L’appartement était plongé dans l’obscurité. À l’exception de la fenêtre du salon par laquelle la vieille femme regardait au-dehors, tous les volets restaient fermés en permanence et il y avait peu de lampes. Le trois-pièces ressemblait à celui d’une vieille veuve anglaise. De vieux bibelots, hideux pour la plupart, étalés les uns à côté des autres sur des nappes à la blancheur passée, des natures mortes disgracieuses sur les murs, au milieu de broderies en point de croix aux couleurs trop vives, des foules de cadres de photos, dont la plupart figuraient le père de Lamia dans son costume d’ambassadeur, de faux meubles anciens dépareillés… C’était un véritable musée du mauvais goût, abandonné, sentant la poussière et la naphtaline.
Lamia disposa le fauteuil roulant au plus près du lit, passa une main dans le dos de sa mère et l’autre sous ses jambes puis l’aida péniblement à se hisser sur le matelas. Elle remonta les draps et les couvertures sur le corps frêle de la vieille femme et lui déposa un baiser sur le front.
— Dors bien, maman. Demain, j’ai encore beaucoup de travail, je ne pourrai pas m’occuper de toi.
— Ne t’en fais pas, mon cœur, ne t’en fais pas.
Lamia lui caressa à nouveau la joue et sortit de la chambre. Elle éteignit le vieux poste de télévision et saisit la clef qu’elle gardait toujours autour de son cou.
La porte de sa chambre restait constamment fermée. Depuis plus de dix ans qu’elles vivaient ensemble dans cet appartement, la mère de Lamia n’y était jamais entrée. Elle respectait, avec fierté, l’intimité de sa fille. Son jardin secret.
Lamia introduisit la clef dans la serrure, ouvrit la porte et se glissa dans son antre. Tout en avançant, elle dégrafa les boutons de sa robe noire et la fit passer par-dessus sa tête. Elle alluma deux bougies parfumées sur sa table de nuit, puis regarda briller les étoiles blanches qu’elle avait peintes sur son plafond noir.
Les murs de la chambre étaient d’un rouge mat profond. Face au lit, un immense tableau était suspendu qui dominait toute la pièce. Il figurait un soleil noir, brûlant au milieu d’un ciel cramoisi. Ses rayons, à angle droit, formaient une spirale de croix gammées successives et en son centre flottait un crâne humain décalotté.
La pièce ressemblait à un temple antique miniature.

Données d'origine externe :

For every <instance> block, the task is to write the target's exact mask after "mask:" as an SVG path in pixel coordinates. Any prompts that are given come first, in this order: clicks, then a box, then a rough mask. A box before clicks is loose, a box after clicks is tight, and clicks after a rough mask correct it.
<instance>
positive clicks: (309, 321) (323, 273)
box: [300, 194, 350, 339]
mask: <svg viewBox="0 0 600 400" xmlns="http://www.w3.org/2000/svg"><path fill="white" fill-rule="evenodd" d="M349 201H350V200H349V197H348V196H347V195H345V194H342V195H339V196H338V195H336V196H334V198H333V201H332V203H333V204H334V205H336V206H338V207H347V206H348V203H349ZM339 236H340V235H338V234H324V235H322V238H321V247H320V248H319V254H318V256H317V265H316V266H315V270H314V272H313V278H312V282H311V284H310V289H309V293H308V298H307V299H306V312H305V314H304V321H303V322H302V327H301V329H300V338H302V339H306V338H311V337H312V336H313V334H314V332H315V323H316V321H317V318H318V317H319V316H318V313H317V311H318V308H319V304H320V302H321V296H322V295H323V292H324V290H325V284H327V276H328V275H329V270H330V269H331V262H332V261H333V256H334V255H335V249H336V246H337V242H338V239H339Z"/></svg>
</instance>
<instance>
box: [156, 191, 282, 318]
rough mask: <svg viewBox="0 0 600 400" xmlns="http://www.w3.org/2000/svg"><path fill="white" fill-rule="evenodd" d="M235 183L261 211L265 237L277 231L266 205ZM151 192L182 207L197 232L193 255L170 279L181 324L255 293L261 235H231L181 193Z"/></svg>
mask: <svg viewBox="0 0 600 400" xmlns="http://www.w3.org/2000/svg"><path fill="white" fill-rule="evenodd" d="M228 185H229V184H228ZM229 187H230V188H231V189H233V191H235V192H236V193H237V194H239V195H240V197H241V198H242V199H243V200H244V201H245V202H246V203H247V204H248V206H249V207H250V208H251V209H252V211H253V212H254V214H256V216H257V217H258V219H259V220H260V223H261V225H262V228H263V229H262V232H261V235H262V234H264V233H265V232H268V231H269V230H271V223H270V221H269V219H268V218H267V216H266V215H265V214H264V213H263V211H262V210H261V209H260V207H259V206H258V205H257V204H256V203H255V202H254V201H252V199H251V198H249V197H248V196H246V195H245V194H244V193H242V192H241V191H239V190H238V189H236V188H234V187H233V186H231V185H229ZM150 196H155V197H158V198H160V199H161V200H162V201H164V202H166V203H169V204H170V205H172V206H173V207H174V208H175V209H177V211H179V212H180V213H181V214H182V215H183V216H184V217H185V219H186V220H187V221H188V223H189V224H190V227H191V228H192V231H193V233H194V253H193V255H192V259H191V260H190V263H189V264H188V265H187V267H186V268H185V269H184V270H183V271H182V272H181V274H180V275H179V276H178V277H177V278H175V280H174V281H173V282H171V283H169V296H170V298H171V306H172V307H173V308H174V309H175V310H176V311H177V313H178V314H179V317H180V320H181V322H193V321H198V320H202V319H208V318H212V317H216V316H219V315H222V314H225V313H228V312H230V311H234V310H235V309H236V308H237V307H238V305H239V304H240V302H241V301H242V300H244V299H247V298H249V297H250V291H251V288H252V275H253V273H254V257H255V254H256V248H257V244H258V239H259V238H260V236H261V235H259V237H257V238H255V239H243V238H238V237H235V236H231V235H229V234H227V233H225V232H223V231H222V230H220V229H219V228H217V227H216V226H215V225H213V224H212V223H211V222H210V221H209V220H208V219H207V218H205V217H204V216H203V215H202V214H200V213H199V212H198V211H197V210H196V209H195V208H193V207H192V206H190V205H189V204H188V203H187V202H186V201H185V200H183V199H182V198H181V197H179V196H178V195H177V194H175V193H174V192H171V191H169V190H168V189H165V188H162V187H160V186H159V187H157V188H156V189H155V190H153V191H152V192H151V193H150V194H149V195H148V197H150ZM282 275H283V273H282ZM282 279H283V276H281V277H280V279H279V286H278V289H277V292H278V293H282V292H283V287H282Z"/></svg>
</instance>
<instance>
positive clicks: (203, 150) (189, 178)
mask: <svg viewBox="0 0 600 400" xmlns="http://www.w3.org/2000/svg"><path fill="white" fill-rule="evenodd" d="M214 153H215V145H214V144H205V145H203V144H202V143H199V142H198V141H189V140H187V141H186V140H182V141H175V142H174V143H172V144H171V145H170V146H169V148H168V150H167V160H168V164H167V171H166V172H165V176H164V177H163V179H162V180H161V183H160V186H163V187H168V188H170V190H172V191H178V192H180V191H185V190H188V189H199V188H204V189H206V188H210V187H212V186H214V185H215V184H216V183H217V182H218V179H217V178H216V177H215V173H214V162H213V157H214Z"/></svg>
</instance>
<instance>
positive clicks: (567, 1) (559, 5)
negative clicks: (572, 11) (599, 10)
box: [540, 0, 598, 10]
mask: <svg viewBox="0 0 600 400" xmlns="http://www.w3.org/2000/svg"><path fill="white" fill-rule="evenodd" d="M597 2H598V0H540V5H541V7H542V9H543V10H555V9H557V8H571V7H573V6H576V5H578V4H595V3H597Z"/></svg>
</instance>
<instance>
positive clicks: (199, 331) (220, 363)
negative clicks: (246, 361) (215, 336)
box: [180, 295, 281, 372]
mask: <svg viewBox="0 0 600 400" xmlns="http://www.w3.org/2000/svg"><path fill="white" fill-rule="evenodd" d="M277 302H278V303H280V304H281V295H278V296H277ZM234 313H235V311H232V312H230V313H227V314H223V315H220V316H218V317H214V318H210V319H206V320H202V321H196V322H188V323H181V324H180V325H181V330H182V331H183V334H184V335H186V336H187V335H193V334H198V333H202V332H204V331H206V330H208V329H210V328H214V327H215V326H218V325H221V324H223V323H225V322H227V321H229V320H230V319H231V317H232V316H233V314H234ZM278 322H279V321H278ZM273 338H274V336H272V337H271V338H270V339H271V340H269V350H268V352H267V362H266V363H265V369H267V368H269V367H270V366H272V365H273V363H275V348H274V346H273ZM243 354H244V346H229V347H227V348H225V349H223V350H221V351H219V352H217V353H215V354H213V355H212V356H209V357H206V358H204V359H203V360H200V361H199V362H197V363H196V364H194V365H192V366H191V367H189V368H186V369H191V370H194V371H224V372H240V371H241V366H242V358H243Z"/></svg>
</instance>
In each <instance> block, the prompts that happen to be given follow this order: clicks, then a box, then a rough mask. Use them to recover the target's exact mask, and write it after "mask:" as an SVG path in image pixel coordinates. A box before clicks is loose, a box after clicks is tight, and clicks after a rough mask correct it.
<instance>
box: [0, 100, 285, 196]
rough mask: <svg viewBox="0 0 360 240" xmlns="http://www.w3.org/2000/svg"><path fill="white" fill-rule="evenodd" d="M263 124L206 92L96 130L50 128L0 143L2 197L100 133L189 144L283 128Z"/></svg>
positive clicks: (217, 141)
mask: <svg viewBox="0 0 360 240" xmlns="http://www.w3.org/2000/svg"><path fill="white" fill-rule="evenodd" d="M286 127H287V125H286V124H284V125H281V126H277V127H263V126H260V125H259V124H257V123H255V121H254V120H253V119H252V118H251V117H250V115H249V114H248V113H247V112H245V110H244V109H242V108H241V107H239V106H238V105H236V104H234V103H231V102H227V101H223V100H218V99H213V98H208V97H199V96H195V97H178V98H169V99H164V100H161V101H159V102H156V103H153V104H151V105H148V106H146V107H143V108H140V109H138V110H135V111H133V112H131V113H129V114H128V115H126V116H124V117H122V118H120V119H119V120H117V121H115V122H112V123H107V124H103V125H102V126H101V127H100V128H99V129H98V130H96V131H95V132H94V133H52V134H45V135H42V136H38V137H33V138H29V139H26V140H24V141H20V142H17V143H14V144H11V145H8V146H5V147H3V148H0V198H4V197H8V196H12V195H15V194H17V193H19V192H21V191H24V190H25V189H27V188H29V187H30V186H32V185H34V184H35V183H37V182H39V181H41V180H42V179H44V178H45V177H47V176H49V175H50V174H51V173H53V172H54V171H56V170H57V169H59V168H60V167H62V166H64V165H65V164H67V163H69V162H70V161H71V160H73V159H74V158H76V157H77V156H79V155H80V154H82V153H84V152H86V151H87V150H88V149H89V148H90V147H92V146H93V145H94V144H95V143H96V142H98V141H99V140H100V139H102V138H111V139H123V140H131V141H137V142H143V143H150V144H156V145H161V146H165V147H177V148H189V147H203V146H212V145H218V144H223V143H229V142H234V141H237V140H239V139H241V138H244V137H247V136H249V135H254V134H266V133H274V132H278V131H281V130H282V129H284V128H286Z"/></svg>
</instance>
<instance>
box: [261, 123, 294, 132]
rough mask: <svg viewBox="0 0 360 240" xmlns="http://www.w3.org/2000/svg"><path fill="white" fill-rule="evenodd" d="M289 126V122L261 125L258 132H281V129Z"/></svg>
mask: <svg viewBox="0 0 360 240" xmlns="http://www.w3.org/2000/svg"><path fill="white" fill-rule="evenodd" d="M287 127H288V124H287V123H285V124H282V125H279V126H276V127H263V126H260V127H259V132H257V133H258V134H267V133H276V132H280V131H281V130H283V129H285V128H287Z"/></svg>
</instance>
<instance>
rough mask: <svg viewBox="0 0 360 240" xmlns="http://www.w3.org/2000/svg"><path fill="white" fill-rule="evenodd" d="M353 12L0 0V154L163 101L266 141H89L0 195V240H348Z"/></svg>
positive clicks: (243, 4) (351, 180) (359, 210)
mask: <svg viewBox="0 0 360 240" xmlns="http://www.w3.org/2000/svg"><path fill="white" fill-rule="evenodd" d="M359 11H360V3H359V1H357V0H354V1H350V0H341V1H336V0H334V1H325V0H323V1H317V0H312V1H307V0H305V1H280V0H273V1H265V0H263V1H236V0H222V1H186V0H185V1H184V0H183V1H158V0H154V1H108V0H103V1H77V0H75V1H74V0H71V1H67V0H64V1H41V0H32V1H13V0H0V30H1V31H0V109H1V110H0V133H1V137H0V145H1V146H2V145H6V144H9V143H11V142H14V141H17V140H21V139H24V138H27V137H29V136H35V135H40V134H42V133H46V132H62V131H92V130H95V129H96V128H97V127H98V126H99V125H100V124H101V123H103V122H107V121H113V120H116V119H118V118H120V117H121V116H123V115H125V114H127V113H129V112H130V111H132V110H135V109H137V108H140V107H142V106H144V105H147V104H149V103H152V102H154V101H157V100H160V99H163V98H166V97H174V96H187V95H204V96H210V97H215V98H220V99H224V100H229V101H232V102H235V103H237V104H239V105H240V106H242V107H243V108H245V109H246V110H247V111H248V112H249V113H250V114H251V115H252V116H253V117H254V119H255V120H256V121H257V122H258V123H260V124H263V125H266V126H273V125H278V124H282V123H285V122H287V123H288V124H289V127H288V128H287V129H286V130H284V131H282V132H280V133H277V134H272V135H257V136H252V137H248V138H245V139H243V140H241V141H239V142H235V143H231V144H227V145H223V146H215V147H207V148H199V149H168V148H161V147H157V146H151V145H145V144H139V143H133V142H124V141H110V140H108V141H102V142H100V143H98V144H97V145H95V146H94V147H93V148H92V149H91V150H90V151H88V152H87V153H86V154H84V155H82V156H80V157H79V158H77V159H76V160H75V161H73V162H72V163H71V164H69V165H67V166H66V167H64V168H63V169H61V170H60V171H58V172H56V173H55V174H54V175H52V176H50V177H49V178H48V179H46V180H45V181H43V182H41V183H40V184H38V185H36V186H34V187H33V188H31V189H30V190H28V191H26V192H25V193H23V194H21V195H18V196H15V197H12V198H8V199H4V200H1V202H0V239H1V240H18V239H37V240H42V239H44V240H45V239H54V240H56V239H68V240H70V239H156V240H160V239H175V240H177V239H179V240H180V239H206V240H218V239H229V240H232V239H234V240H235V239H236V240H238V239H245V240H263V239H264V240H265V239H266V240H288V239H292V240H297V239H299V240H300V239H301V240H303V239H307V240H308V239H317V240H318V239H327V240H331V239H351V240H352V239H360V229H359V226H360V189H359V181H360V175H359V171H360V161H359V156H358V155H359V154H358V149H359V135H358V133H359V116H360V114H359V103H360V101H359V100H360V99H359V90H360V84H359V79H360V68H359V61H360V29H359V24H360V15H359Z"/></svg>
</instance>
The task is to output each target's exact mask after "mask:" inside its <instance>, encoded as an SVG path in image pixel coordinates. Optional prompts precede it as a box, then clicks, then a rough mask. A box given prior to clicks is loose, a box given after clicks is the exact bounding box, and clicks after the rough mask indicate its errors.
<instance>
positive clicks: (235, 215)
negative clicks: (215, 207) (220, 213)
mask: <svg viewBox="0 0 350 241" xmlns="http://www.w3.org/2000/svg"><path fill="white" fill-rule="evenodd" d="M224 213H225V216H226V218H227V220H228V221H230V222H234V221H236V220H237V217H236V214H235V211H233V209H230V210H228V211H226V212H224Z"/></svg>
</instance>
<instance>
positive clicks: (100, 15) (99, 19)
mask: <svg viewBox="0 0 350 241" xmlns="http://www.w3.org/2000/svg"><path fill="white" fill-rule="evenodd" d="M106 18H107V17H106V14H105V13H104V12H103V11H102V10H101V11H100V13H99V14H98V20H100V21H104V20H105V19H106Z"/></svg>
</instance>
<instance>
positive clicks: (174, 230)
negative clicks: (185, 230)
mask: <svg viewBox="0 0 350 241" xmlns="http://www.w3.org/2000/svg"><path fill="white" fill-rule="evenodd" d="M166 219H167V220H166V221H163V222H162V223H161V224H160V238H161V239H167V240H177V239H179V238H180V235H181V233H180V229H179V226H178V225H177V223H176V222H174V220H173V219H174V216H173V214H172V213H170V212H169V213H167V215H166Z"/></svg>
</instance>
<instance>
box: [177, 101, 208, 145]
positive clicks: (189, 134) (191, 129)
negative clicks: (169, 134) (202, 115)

Ici et là, des statuettes représentaient des divinités anciennes, dressées au milieu de brûloirs à encens. Sur les quatre murs étaient accrochés une multitude de cadres, tantôt des dessins aztèques, tantôt de vieilles photos en noir et blanc d’hommes en costume, tantôt des armoiries en couleur avec aigles noirs, pyramides, calices et swastikas.
Sous l’immense tableau, une table étroite, recouverte d’un drap noir, était dressée comme un autel. Un bougeoir à six branches était disposé aux deux extrémités. Au centre, un crâne identique à celui du tableau, et à côté de lui, un cadre incliné protégeait une vieille photo un peu floue. On y reconnaissait vaguement le visage d’Adolf Hitler.
Et devant le cadre trônait son trésor.
Lamia ramassa son sac au pied du lit et l’ouvrit posément sur le matelas. Elle en sortit la petite perceuse, les seringues et les flocons. Elle essuya longuement la perceuse dans un mouchoir blanc puis rangea le tout dans un tiroir sous la table.
Ensuite elle retira précautionneusement le bocal du fond de son sac. En le maintenant des deux mains, elle le plaça à côté des trois autres, devant la photo du Führer. Ses muscles se tendirent. Elle savait que le dernier bocal était incomplet. À cause de lui. À cause de Mackenzie. Elle caressa doucement la surface de verre, puis elle s’étendit sur son lit. Elle roula sur le côté et dégrafa son soutien-gorge qu’elle laissa tomber par terre, à côté d’elle. Puis elle s’installa sur le dos.
Ses mains, lentement, caressèrent sa poitrine et son ventre. Le sang séché faisait une poudre rêche sous ses doigts. Lamia ferma les yeux et s’abandonna à la nuit. La nuit, elle Les retrouvait. Les Siens la recevaient parmi Eux. Loin d’ici. Au cœur du monde.
Mais ce soir-là, le sommeil tarda à venir. Le visage de Mackenzie, moqueur, narquois, refusa de quitter son esprit.